Il secondo livello è occupato dai distributori di zona, i cosiddetti “capi cellula”, che controllano le piazze nei quartieri della città e dell’area universitaria. Ogni capo gestisce una propria rete: chi spaccia, chi incassa, chi prepara, chi trasporta. Le consegne sono rapide, i telefoni cambiano in continuazione e i movimenti sono coordinati come in una piccola azienda. Molti si muovono in scooter, altri affidano la droga a giovani incensurati o con precedenti minori, pronti a fare da scudo in caso di controlli.

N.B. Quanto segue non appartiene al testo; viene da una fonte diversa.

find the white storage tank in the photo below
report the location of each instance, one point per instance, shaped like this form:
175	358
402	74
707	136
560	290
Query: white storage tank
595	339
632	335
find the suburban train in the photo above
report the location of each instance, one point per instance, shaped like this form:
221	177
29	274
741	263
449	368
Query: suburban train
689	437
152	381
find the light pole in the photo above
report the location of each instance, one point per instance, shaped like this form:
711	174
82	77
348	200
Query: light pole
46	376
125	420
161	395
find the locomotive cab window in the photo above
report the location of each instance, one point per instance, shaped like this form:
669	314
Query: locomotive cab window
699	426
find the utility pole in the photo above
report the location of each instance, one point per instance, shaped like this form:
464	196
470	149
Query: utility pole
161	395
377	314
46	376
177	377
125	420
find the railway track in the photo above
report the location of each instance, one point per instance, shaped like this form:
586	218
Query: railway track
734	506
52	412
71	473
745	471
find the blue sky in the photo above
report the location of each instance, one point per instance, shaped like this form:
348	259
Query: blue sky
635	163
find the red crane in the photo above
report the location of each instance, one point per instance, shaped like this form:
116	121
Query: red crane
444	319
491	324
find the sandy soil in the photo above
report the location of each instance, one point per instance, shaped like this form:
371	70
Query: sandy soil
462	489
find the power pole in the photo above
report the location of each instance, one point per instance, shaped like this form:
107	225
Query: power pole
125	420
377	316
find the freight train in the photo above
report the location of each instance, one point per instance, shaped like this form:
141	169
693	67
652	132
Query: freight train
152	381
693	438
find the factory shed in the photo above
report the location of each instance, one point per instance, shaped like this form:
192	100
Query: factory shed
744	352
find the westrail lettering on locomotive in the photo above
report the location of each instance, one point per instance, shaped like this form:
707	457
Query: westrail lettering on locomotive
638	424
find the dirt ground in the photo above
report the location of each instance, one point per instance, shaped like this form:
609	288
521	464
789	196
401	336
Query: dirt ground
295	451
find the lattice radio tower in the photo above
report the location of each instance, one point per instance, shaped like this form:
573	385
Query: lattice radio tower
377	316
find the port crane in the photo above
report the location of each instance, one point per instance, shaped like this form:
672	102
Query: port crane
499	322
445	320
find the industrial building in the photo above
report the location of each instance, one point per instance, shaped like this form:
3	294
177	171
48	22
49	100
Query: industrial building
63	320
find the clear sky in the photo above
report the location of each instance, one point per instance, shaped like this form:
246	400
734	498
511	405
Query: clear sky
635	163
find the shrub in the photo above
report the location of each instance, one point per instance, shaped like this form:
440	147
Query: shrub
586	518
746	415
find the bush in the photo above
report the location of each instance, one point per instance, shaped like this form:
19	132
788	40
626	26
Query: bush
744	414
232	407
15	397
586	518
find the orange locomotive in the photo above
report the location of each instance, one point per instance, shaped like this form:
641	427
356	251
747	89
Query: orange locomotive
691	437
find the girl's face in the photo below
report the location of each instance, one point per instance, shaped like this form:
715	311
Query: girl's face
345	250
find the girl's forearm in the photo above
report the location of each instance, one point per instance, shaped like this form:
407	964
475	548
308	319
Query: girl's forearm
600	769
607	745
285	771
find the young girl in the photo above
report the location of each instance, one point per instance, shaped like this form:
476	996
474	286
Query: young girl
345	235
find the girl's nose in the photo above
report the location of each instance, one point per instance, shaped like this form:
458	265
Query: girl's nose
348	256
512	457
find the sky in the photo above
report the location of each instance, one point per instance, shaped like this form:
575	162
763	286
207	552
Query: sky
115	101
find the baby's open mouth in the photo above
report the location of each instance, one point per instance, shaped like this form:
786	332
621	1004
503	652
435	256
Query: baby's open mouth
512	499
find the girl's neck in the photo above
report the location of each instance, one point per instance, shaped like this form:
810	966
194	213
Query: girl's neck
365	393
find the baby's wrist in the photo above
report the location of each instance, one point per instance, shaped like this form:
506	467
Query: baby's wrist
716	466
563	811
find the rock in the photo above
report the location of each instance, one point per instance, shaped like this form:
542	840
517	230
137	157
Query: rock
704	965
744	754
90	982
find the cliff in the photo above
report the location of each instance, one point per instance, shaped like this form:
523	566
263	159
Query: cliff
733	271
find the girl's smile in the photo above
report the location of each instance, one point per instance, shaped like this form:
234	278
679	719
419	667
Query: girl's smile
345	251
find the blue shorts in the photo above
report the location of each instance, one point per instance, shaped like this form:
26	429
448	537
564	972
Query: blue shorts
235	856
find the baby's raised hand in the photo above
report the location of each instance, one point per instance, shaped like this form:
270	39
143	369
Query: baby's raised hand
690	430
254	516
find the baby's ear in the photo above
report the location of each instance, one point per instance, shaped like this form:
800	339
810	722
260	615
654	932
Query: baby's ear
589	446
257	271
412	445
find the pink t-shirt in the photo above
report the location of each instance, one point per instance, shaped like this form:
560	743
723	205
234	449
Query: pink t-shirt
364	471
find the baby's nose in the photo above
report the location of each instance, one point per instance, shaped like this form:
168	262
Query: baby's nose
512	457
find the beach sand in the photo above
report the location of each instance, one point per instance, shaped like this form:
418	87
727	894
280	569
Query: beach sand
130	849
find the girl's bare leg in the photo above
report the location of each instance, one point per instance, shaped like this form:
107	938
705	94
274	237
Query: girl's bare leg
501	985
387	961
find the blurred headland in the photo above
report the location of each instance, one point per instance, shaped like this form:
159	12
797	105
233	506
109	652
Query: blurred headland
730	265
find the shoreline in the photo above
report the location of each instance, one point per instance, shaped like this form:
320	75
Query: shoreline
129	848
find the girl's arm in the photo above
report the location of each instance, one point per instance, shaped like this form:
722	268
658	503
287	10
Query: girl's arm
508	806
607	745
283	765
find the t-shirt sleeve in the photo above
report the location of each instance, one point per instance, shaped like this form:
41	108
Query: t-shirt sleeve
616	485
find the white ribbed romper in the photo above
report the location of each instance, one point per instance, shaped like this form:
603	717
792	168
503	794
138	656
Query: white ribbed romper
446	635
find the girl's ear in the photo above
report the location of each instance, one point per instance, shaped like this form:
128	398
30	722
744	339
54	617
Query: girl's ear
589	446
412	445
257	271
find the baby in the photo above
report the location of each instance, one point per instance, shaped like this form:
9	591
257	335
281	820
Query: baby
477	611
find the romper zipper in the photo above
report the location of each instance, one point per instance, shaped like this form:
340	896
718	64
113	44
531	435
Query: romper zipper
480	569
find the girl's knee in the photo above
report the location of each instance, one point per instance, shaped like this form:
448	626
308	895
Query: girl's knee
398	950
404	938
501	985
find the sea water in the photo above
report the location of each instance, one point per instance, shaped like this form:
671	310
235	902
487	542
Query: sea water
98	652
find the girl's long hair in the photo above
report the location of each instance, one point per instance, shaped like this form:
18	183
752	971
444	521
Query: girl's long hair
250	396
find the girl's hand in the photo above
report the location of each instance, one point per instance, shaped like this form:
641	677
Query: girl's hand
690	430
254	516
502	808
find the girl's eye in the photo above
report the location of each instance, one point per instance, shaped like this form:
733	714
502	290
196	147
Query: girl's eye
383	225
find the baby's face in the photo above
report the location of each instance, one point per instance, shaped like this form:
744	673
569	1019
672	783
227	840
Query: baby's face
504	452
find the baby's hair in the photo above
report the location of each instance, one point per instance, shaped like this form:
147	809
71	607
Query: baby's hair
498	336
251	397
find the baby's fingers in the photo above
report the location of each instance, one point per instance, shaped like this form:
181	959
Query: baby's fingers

Al livello più basso ci sono i pesci piccoli, gli spacciatori di strada. Sono loro il volto visibile del sistema, ma anche il più sacrificabile. Spesso si tratta di minorenni, disoccupati, tossicodipendenti, immigrati irregolari o ragazzi provenienti da famiglie complicate. Spacciano “storie” da 30 o 50 euro. Prendono una percentuale sulla vendita o un fisso giornaliero. E quando non servono più, o diventano ingombranti, i confidenti li vendono alla polizia.

Il “giro buono” di Cosenza

Accanto a tutto questo, esiste però un circuito parallelo, silenzioso e molto più redditizio: quello che a Cosenza viene definito il “giro buono”. È il mercato della cocaina di lusso, riservato a clienti selezionati – professionisti, imprenditori, avvocati, medici, studenti universitari con disponibilità economiche. Qui la droga non si vende per strada: si ordina. Le consegne avvengono a domicilio, e i venditori sono spesso insospettabili. La qualità è più alta, il prodotto spesso meno tagliato, e chi compra non si considera un tossico, ma un cliente di fiducia. Chi vende non è uno spacciatore, ma un fornitore. E in questo mondo, nessuno parla.
In tutta la provincia di Cosenza, il sistema si autosostiene. Le operazioni di polizia lo colpiscono, ma non lo spezzano. I blitz fanno rumore, ma non toccano il cuore del problema. I sequestri sono già calcolati. Le condanne sono preventivate. E ogni grande inchiesta – da Reset a Recovery – racconta la stessa realtà: che la droga è il carburante di un’economia parallela, che i nomi cambiano ma le regole restano, e che chi dovrebbe interrompere il ciclo, spesso, è parte del problema. O almeno, ne è spettatore silenzioso.